The survey analyzed data from 2007 to 2015, when 77,373 suicides were recorded in Brazil. In the first year, mortality among farmers was 16.6 per 100,000 inhabitants. In 2015, this index jumped to 20.5, which is double the average for all workers in general. The researchers analyzed records from the Mortality Information System (SIM) and the National Household Sample Survey (PNAD).
“Our intention was to verify if there were differences in suicide mortality among occupational groups, suggesting the participation of labor factors in their determination,” explains Professor Vilma Santana, coordinator of ISC / UFBA’s Integrated Environmental and Workers Health Program, who led the study. According to her, the association between agricultural work and suicide is not unique to Brazil. “In various regions of the world, studies confirm this relationship,” he notes.
Factors such as low income, job instability, productivity pressure, limited access to education and quality health services may be some of the hypotheses for the increased risk of suicide among farm workers. Still according to the researchers, several studies also suggest that exposure to chemicals present in pesticides may be a major cause.
“Many of these substances can lead to depression, anxiety, among other mental disorders, or neurodegenerative diseases, which can contribute to suicide,” says researcher Milena Cordeiro, coordinator of the study.
Industry workers recorded the second highest suicide rate in the country, the fastest growing in the period. In 2007, the rate among industrialists was 10.8 per 100,000 inhabitants, rising to 14.2 in 2015. This is equivalent to a 30% increase in suicide mortality.
In the assessment for men and women separately, the highest estimates remain for males in all years of the study, both among farmers and industrialists. “When we analyzed by age, we found that, in agriculture, there was no predominance of men over women who committed suicide. But yes, as they got older, when mortality from suicide got higher again among men. In industry, the risk of suicide was always higher in males, without significant differences regarding the occupational group, ”explains Vilma Santana.
Also according to the survey, servants of military institutions, such as the Armed Forces, firefighters and police, also had a high risk of suicide. However, the absolute number of cases in the study period, less than 100 among men and 30 among women, limits the conclusions.
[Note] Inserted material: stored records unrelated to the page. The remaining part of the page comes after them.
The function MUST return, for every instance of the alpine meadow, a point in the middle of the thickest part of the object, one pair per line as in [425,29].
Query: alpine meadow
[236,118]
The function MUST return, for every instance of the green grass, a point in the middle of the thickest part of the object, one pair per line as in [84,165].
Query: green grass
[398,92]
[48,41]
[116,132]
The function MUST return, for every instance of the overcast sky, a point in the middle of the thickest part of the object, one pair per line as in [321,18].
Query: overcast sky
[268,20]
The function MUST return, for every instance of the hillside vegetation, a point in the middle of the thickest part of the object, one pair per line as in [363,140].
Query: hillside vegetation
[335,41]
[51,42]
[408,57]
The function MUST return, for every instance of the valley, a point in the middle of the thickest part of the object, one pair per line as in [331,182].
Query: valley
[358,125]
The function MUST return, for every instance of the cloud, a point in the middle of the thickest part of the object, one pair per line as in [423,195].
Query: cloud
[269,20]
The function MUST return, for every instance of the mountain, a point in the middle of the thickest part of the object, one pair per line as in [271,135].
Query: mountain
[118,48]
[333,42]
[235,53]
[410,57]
For researchers, specific studies that are more appropriate to the characteristics of these servers are needed.
“Some occupational subgroups also had high estimates, such as sales and security and security service workers, as well as maids, who will also need to focus on specific research,” says Milena Cordeiro.
For Professor Vilma Santana, in addition to outlining suicide mortality in the country, the findings of the study also serve as a warning for the incorporation of prevention actions in the workplace through health promotion and quality of life programs. within companies and institutions. “The destigmatization of mental illnesses and the strengthening of support networks favor the reception and provide the correct referral”, he concludes.